After nearly 40 years leading and recording with his own large ensembles under the moniker Bob Mintzer Big Band, the veteran saxophonist is as renowned in this genre as the legends he cut his proverbial teeth with way back when – including Thad Jones/Mel Lewis, Jaco Pastorius and Buddy Rich.

Yet these past 30 years, he’s also been a key part of the ongoing success of The Yellowjackets.

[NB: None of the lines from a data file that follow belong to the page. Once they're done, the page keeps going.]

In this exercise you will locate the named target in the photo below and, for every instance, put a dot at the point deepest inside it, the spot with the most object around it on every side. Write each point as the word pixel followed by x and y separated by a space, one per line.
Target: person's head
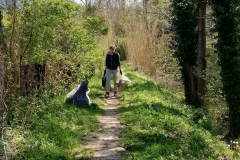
pixel 112 48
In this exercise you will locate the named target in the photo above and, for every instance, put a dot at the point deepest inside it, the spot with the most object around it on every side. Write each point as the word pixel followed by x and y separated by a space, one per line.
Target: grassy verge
pixel 55 130
pixel 158 125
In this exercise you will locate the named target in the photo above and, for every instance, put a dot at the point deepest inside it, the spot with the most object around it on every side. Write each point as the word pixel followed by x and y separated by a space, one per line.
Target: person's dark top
pixel 112 61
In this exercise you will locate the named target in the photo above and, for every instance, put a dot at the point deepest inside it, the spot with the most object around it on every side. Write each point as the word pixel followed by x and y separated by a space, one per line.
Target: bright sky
pixel 78 1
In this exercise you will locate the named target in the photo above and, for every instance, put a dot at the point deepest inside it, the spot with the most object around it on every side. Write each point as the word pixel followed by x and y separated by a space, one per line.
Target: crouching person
pixel 79 95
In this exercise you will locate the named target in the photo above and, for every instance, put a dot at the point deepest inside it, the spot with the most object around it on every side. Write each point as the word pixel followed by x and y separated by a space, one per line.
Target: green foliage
pixel 184 23
pixel 227 47
pixel 54 129
pixel 158 125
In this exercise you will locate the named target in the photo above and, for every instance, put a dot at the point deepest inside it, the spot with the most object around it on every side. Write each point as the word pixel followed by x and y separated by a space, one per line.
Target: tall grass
pixel 158 125
pixel 56 130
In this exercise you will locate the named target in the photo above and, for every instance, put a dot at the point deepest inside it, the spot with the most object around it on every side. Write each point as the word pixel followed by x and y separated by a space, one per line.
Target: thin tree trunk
pixel 2 50
pixel 201 61
pixel 14 51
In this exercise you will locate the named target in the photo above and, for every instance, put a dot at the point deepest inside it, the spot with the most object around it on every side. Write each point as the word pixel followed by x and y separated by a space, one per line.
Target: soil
pixel 106 144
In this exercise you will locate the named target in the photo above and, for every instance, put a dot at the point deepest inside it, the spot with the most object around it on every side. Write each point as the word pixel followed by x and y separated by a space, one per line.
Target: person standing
pixel 112 64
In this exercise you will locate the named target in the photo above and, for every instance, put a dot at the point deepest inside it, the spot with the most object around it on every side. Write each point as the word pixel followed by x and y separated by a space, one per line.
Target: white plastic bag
pixel 71 94
pixel 123 81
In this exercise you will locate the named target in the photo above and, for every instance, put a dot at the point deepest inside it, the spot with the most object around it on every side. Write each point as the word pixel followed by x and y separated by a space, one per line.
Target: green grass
pixel 57 130
pixel 158 125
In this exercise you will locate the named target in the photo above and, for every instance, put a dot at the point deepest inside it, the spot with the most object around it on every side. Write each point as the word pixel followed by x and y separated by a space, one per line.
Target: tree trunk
pixel 15 52
pixel 201 61
pixel 2 50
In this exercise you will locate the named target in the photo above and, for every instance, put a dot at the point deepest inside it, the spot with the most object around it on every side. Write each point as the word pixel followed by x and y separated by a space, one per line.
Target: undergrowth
pixel 55 130
pixel 158 125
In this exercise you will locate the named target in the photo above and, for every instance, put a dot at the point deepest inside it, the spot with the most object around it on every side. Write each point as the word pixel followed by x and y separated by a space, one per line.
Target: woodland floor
pixel 106 144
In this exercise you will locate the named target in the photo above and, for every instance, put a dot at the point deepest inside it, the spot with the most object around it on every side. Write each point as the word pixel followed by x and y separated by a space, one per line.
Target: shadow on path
pixel 106 145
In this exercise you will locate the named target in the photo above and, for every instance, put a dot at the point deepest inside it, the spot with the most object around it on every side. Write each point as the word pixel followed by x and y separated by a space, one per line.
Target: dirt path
pixel 106 145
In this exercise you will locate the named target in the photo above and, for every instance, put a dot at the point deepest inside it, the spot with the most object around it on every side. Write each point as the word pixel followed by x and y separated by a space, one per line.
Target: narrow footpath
pixel 106 144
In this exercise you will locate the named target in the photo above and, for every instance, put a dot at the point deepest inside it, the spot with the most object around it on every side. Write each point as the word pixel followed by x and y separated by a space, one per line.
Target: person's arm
pixel 119 64
pixel 106 62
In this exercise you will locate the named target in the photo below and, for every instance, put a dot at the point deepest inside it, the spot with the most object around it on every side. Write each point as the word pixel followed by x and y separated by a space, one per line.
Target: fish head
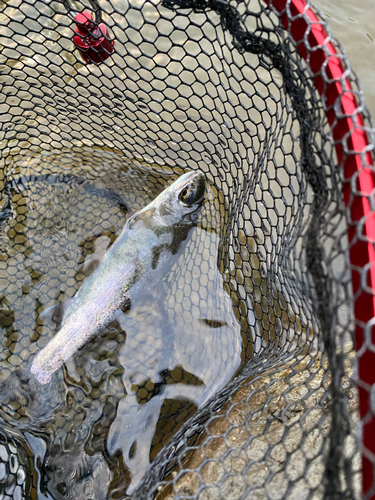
pixel 181 199
pixel 178 204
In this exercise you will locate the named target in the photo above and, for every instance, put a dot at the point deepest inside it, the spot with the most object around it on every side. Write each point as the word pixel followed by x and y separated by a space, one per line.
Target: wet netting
pixel 247 372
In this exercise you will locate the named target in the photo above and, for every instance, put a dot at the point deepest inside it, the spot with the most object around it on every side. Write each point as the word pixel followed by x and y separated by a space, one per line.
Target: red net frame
pixel 352 146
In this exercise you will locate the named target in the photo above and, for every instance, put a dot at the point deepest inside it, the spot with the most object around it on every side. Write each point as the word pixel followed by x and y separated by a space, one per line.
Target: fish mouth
pixel 195 182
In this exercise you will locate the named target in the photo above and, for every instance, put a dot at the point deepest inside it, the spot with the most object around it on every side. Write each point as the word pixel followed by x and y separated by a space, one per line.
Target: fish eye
pixel 193 192
pixel 185 195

Mintzer finally found a way to fuse these two key aspects of his musical expression on Jackets XL, a 2020 album combining the genius of Russell Ferrante and crew with the sweeping energy of the WDR Big Band, which Mintzer has been chief conductor of since 2015. That unique convergence set the stage for Soundscapes, the long awaited official debut of Mintzer and the ensemble, dubbed here WDR Big Band Cologne.

The title of two tracks, “Whack” and “Herky Jerky,” really capture the feisty, hard hitting, fun, freewheeling and melodically, rhythmically and harmonically off the charts spirit of the 10 track, 68 minute jam. The irony, of course, is that the sly, moody and atonally funky “Whack” is actually one of the gentler seductions on a set that only includes one other, the lyrical and romantic “New Look” which showcases the gentler, graceful side of Mintzer’s expansive artistry.

The rest of the time, whether cookin’ a little tasty Weather Report spiced stew (“A Reprieve”), firing up a soaring, swinging brassy dialogue (“The Conversation,” driven by the sizzling guest percussionist Marcio Doctor) or percolating Cuban rumba style on the hypnotic sizzler “Montuno,” he and his crew seem in a mad dash to blow away our emotions and expand the limits of what our musical consciousness can injest with brisk, vibrant arrangements.

Mintzer throws a bit of autobiography into the mix with another Latin-tinged burst of sexy fire, “Canyon Winds,” that reflects on his current home in California, and a feisty re-imagining of “One Music,” a bustling gem from his 1991 album of the same name featuring one of Mintzer’s most effective improvisational solos. Mintzer’s versatility on the EWI allows him to go wild (think the wind equivalent of George Duke) on a few tunes so the WDR band’s other sax stars, Paul Heller (tenor) and Karolina Strassmeyer (alto) are free to strut their deeply impactful stuff.